Another example of breathing analytical life into the historical archive is a dataset from the 1940s that looks at ecosystem types and how geology may help define vegetation patterns.
“The idea is to also get undergraduate students involved, and not just with grunt work,” Swain said. “AI opens new opportunities to help us access better questions faster and study long-term changes in forests and other ecosystems. The new tools can help us brainstorm undergraduate student research projects that are doable with data that’s sitting there waiting to be reinterpreted. The next generation of scientists would learn new research skills and contribute to real science.”
And those students wouldn’t have to start from scratch. They’d get a leg up from the century of researchers who came before them using first-hand data hidden in an archive.
“That’s the beauty of field stations,” said Director Aimée Classen. “They hold the long-term study of a place.

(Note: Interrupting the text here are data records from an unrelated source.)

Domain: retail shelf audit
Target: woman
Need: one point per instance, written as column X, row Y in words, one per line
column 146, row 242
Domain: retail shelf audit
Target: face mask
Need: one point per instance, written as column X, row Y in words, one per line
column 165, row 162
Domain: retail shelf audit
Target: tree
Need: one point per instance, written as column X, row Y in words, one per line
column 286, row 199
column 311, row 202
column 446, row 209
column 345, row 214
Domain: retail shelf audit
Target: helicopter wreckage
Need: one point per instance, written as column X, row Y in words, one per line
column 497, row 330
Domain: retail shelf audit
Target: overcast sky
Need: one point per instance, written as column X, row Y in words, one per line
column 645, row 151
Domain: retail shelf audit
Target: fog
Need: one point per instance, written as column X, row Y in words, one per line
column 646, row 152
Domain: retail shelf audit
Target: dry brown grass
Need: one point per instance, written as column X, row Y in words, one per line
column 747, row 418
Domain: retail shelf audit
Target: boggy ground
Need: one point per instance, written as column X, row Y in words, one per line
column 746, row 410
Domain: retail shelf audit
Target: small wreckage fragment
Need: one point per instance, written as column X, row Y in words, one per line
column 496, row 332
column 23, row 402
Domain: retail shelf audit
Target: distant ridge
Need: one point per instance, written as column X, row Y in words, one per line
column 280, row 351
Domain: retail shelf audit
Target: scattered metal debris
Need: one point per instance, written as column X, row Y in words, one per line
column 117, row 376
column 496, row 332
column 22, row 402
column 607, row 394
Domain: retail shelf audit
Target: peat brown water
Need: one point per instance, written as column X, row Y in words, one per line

No matter what you want to investigate, we have priceless datasets from which to build and discover. At the University of Michigan Biological Station, we’re happy to welcome Anshuman to our community of research and can’t wait to see the path he chooses to explore.”
The University of Michigan Biological Station serves as a gathering place to learn from the natural world, advance research and education, and inspire action. We leverage over a century of research and transformative experiences to drive discoveries and solutions to benefit Michigan and beyond.
Our vast campus engages all of the senses. Its remote, natural setting nurtures deep thought and scientific discovery.
Founded in 1909, UMBS supports long-term research and education through immersive, field-based courses and features state-of-the-art equipment and facilities for data collection and analysis to help any field researcher be productive. It is where students and scientists from across the globe live and work as a community to learn from the place.